2時間ほど仮眠して起きてみると、曇ってはいるけど雨は降っていない。でも、予報は確実に雨。少し迷った末に、「行っちゃえ。」で、5時20分、登り始める。「オイオイ、この中に雨男いるんじゃないだろうな」と、心の中でぶつぶつ。

 体力の衰えと睡眠不足のため(いつものことだが)バテ気味で、6時50分山頂着。まだ雨は何とか持ちこたえている。
アンテナとテントを設営する。雨の時は移動運用しないことにしているので、いつもはテントを持ってこないのだが、今回は雨に備えて、7L4UQFの1人用テントを張る。

 実は、私がダンロップテントを持ってくるのを忘れた。

 1人用のテントに3人がもぐり込むと、さすがに窮屈。JR1EMMは、すかさずビールをあおった後、爆睡体制に突入してしまった。
なんだかんだで、QRV始めたのは8時近くになってから。 オペレートは、私と7L4UQFがほぼ1時間毎に交代で行った。

 いつの間にか雨がポツポツと降り出し、気が付いたら本降りになっていた。狭いながらもテントが有って良かった。

 天気が悪いせいか移動局も少なく、バンドの中も心なしか閑散としている。主に西方向にアンテナを向けてCQを出していたが、コンディションもイマイチで、思ったようにペースが上がらない。

 時々固まって呼ばれるが、CQの空振りが多い。 SWR計を見ると、完全にレッドゾーンに飛び込んでいる。
婆娑羅山スペシャルVer.2」(後述)は、やっぱり雨には向かなかったようです。
午後2時くらいまでは運用の予定だったのですが、昼を回った頃、そろそろ潮時と判断して、撤収を決断。

 結局、QSO数は5時間弱の運用で91局と、ちょっと少な目の結果に終わりました。


 エリア別の内訳は次の通りです。(モードは全てSSB)
エリア: φ 合計
QSO: 54 14 - - - - 91


 テンントの中でできるだけのパッキングを済ませておき、意を決してテントを出て、雨の中でアンテナとテントを撤収し、下山にかかりました。

 雨とガスで視界が悪かったため、途中でルートを見失ってしまい、下山に1時間以上かかってしまいました。
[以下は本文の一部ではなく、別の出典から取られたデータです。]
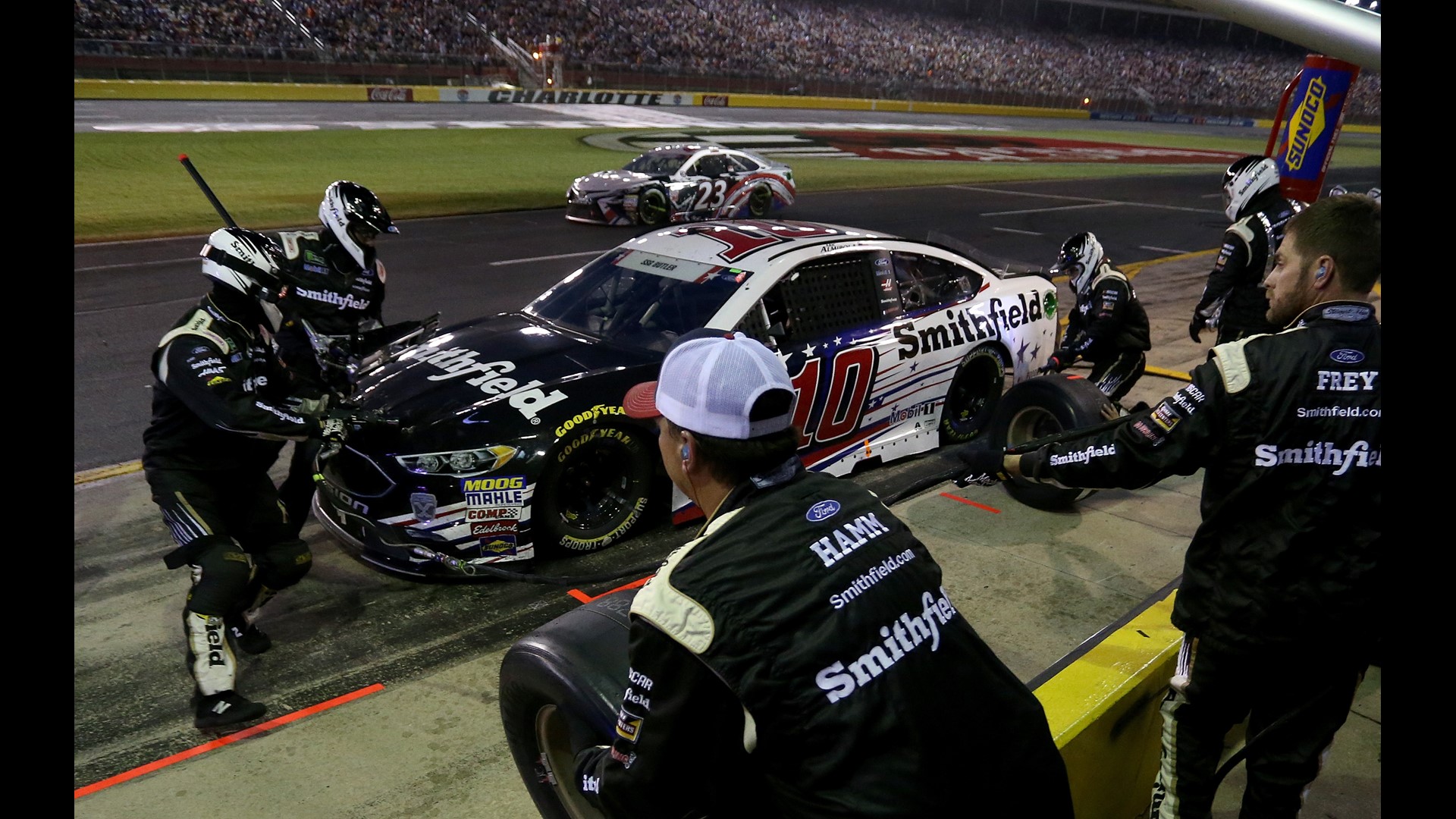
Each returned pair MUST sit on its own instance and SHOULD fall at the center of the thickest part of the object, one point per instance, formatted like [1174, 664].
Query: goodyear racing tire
[595, 490]
[761, 202]
[654, 207]
[561, 687]
[976, 390]
[1041, 407]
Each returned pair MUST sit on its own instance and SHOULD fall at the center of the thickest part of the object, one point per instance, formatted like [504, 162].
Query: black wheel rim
[973, 397]
[653, 207]
[759, 202]
[596, 487]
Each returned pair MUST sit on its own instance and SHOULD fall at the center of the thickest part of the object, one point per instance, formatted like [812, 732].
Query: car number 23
[711, 194]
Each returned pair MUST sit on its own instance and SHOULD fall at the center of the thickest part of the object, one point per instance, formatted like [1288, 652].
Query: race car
[510, 439]
[682, 183]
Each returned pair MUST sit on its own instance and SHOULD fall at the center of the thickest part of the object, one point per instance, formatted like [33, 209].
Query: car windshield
[638, 297]
[653, 162]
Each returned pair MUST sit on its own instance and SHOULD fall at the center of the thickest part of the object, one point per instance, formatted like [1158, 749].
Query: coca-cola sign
[391, 93]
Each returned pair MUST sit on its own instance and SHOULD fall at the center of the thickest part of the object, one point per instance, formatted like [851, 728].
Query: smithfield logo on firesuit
[491, 379]
[1084, 455]
[1323, 453]
[343, 302]
[903, 634]
[965, 325]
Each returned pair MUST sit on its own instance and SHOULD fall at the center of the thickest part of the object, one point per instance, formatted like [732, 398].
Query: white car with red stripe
[513, 438]
[683, 183]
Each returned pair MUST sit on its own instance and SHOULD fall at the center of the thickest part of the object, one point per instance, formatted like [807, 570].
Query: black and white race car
[682, 183]
[511, 436]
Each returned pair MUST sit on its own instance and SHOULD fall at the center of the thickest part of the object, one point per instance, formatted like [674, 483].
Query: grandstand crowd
[873, 46]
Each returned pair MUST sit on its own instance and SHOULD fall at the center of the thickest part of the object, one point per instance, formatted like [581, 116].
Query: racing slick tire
[561, 687]
[1040, 407]
[654, 207]
[595, 490]
[976, 390]
[761, 202]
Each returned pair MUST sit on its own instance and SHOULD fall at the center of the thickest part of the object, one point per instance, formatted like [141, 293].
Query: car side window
[925, 281]
[742, 165]
[710, 167]
[819, 299]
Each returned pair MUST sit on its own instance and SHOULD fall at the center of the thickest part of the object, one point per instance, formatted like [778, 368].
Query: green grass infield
[134, 187]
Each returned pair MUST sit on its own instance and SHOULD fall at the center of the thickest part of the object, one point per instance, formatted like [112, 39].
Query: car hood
[603, 181]
[507, 369]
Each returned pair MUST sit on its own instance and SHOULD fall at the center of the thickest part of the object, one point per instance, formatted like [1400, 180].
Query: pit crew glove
[984, 465]
[1197, 327]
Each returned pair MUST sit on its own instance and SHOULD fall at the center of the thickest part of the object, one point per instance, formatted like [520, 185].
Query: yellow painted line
[1168, 373]
[102, 472]
[1106, 706]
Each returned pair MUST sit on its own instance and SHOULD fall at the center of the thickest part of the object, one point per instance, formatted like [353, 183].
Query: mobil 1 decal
[992, 148]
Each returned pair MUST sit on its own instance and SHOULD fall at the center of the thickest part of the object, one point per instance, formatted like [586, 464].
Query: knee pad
[220, 576]
[284, 564]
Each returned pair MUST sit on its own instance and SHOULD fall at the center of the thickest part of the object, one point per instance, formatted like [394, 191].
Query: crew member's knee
[220, 575]
[284, 564]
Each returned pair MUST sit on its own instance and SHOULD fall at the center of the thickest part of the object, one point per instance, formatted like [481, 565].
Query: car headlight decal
[459, 464]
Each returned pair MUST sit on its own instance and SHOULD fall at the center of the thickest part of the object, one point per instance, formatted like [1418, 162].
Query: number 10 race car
[511, 435]
[682, 183]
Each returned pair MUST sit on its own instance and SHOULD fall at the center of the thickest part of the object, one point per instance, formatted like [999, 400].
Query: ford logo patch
[821, 510]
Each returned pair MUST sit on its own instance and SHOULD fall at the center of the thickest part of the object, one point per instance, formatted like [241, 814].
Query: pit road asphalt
[430, 742]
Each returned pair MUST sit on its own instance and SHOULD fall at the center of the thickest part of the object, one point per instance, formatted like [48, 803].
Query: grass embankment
[133, 187]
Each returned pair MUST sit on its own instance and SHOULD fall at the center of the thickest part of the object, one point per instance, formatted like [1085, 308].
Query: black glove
[984, 465]
[1196, 327]
[334, 430]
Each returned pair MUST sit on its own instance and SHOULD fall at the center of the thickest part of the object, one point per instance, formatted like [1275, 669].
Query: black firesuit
[338, 297]
[220, 413]
[801, 659]
[1279, 591]
[1109, 327]
[1235, 295]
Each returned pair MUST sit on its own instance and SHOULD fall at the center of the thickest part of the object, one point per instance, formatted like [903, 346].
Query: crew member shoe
[248, 637]
[224, 708]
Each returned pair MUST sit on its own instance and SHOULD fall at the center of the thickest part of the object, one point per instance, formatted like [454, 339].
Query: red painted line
[584, 598]
[971, 503]
[228, 739]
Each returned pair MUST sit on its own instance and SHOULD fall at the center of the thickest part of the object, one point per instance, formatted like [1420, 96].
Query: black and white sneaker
[248, 637]
[224, 708]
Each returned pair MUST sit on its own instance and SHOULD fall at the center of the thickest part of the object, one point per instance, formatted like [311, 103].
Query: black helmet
[1079, 260]
[249, 262]
[1245, 180]
[245, 260]
[354, 215]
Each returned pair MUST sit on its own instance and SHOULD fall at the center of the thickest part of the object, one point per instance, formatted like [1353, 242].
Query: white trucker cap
[710, 384]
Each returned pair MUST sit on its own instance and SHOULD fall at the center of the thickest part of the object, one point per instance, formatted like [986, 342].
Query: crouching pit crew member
[801, 656]
[1279, 595]
[220, 414]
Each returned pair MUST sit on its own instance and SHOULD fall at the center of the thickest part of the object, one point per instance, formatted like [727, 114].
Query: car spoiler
[1001, 265]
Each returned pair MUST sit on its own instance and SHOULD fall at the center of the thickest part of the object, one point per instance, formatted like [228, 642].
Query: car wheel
[561, 687]
[653, 207]
[595, 490]
[759, 202]
[981, 379]
[1041, 407]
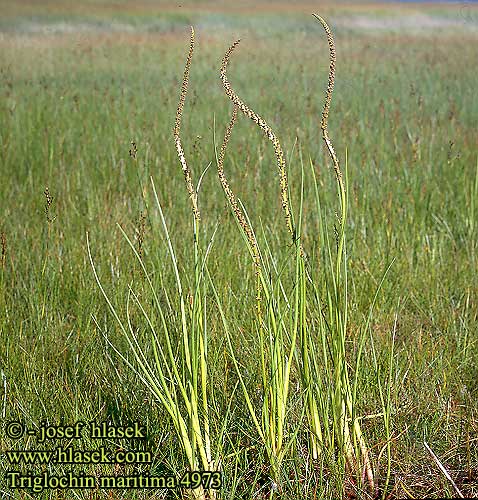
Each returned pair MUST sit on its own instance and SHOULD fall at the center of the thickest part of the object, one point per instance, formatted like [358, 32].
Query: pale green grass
[405, 110]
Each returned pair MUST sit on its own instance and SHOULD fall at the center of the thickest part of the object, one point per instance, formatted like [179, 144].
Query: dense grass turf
[77, 86]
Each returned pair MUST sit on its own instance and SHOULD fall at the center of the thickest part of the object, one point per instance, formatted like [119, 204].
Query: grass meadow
[88, 97]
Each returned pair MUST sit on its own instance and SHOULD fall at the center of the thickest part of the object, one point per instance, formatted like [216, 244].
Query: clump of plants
[301, 327]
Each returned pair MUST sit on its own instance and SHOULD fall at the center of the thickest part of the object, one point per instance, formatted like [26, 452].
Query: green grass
[404, 110]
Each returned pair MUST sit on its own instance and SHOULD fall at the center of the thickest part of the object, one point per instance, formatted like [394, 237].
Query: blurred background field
[81, 81]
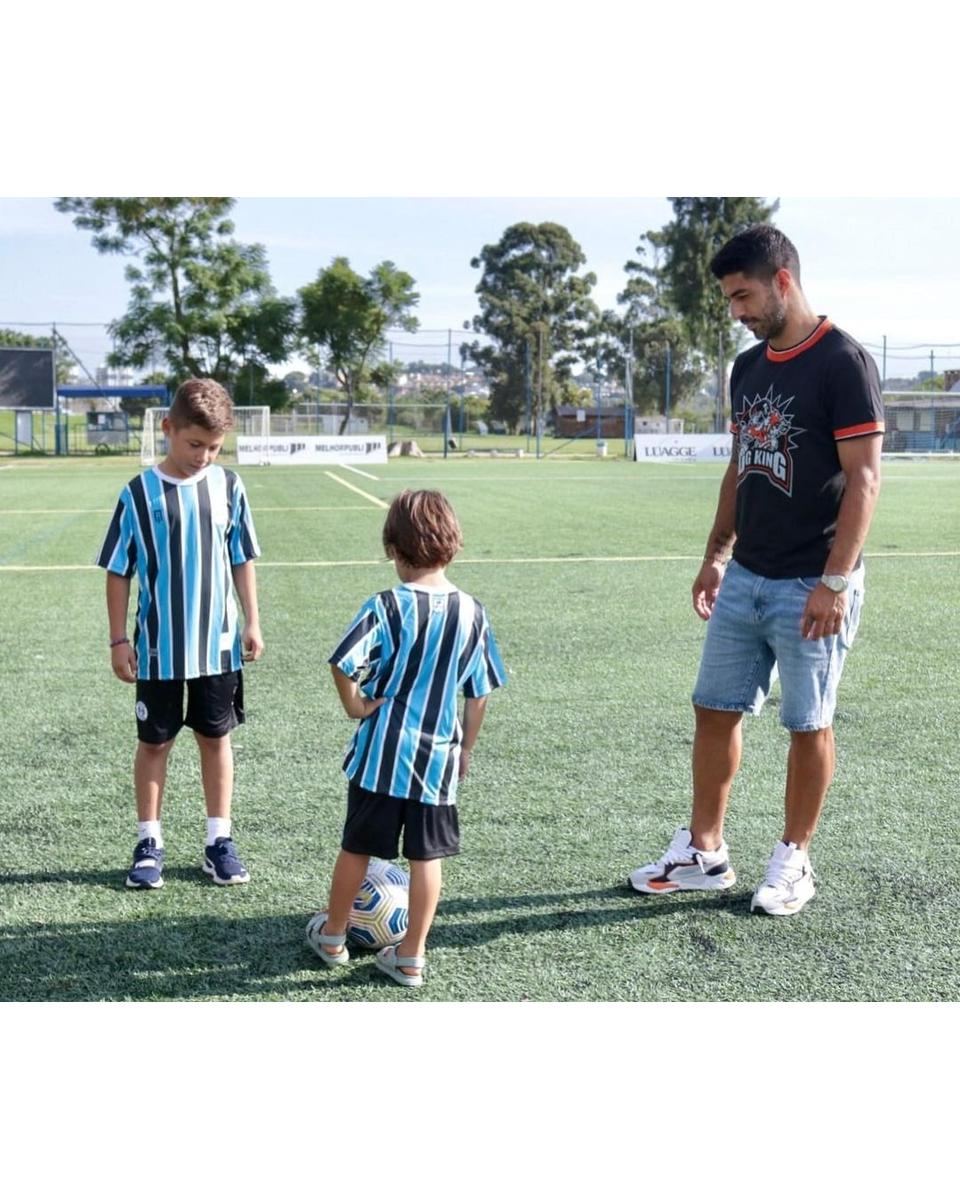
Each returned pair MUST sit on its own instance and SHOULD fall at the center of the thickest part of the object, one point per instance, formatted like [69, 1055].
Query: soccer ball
[379, 913]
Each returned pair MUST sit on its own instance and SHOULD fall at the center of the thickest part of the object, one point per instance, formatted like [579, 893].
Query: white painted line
[381, 504]
[358, 472]
[509, 562]
[315, 508]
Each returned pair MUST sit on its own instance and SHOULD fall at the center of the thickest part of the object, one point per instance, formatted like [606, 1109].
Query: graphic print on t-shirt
[766, 439]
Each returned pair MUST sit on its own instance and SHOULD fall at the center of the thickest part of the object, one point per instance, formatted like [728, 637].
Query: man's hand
[823, 613]
[124, 661]
[706, 586]
[252, 642]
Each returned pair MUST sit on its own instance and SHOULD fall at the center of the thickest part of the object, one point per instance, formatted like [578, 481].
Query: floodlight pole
[597, 399]
[666, 396]
[57, 449]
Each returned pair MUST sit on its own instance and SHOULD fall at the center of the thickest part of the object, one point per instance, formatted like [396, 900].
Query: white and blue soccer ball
[381, 911]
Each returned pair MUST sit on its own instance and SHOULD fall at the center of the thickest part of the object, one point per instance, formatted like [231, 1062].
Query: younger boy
[185, 529]
[397, 671]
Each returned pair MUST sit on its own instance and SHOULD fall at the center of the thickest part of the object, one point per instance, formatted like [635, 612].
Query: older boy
[397, 671]
[184, 528]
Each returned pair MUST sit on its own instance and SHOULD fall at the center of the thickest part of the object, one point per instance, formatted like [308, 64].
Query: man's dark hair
[759, 252]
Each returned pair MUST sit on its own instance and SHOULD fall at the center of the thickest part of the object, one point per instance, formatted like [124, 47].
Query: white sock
[217, 827]
[150, 829]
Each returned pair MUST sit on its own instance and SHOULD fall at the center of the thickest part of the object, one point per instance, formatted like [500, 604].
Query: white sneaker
[789, 882]
[684, 869]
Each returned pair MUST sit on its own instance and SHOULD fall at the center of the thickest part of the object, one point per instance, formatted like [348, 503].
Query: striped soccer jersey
[418, 647]
[181, 537]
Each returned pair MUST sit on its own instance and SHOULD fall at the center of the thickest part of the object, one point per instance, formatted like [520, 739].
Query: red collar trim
[825, 327]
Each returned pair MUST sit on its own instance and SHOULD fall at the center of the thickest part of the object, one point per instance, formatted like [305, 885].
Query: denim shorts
[754, 635]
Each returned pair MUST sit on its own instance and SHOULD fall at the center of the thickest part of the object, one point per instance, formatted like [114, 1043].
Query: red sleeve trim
[857, 431]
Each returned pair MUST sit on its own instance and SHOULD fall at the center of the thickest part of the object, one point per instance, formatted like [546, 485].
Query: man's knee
[717, 720]
[154, 750]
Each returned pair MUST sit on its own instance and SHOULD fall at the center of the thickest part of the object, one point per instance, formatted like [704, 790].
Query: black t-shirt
[790, 409]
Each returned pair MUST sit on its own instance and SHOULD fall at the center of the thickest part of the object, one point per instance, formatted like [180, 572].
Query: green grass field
[581, 771]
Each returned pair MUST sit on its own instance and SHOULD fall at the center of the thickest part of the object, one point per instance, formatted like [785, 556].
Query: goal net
[249, 423]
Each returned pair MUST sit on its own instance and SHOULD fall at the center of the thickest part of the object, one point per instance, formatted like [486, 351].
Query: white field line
[358, 472]
[261, 508]
[381, 504]
[507, 562]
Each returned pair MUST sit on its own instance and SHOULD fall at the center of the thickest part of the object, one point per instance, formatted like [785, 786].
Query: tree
[701, 226]
[347, 316]
[539, 313]
[653, 339]
[199, 301]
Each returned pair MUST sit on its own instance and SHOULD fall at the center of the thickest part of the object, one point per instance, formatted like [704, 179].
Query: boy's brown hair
[423, 529]
[202, 402]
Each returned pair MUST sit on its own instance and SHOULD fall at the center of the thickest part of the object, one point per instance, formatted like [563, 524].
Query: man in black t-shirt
[793, 514]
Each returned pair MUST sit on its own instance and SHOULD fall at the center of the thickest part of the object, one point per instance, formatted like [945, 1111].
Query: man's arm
[354, 702]
[473, 718]
[719, 544]
[859, 457]
[245, 581]
[123, 657]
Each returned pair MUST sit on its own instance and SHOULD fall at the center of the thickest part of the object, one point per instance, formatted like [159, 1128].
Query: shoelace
[781, 875]
[678, 851]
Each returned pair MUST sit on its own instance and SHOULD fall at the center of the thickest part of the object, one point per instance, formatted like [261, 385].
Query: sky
[876, 265]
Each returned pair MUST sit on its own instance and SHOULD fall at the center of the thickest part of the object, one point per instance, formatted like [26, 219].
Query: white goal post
[251, 421]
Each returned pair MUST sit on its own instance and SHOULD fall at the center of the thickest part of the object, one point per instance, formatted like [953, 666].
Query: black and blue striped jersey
[181, 538]
[418, 647]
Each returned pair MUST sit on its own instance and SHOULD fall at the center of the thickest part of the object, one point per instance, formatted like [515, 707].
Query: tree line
[203, 304]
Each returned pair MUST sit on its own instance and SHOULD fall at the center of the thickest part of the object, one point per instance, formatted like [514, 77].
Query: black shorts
[215, 706]
[375, 821]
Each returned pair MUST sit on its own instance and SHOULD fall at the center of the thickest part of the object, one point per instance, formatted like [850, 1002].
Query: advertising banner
[295, 450]
[682, 447]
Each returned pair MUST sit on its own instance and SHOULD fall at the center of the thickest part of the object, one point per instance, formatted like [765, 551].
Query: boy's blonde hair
[423, 529]
[202, 402]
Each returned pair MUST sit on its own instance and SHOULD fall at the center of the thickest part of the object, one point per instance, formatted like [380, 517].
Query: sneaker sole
[784, 910]
[234, 879]
[658, 889]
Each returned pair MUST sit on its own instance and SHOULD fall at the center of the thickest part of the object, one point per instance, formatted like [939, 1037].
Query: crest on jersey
[766, 441]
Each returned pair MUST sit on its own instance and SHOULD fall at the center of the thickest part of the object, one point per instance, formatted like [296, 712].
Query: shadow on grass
[160, 958]
[114, 880]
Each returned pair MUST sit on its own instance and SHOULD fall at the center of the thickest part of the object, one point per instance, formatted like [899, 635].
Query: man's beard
[772, 321]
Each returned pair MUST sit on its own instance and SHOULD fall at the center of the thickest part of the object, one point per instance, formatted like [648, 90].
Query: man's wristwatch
[835, 582]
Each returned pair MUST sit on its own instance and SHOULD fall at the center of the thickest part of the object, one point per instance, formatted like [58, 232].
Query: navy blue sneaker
[222, 863]
[148, 865]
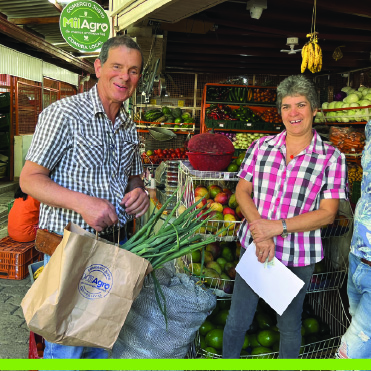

 下山後の恒例により、婆娑羅トンネルの東側にある「マンダラ」に寄って一息入れた後、帰りは天城峠−修善寺−三島を経由して東名高速を通り帰着しました。

 2.下田市の移動ポイント(なぜ婆娑羅山なの?)

 静岡県下田市は、伊豆半島の先端近くの南東部で、北(1エリア、7エリア方向)と西(2エリア、3エリア方向)は山に、東と南(なにもない方向)は海に囲まれていると言う地理的条件から、静岡県の中では比較的要求度の高い市のようです。

 行くのにも結構時間かかるしなあ。 飛ばすのが難しいとなると、「やってやろうじゃん」と言う気が起きるもんで、下田で移動運用しようって人は、皆さん色々研究していて、それぞれの移動ポイントにそれなりのこだわりを持っているみたいです。(実は私も)

 車から運用できて、有名なところは:

・ 寝姿山(林道):昔から有名なポイントですね。市街地からすぐのところです。
北方向は、文句なくここでしょう。場所を選ぶと西の方にも?

・ 爪木崎:北向けの完全な海上伝搬用(QSBが激しいみたい)。スキャッタならここで充分。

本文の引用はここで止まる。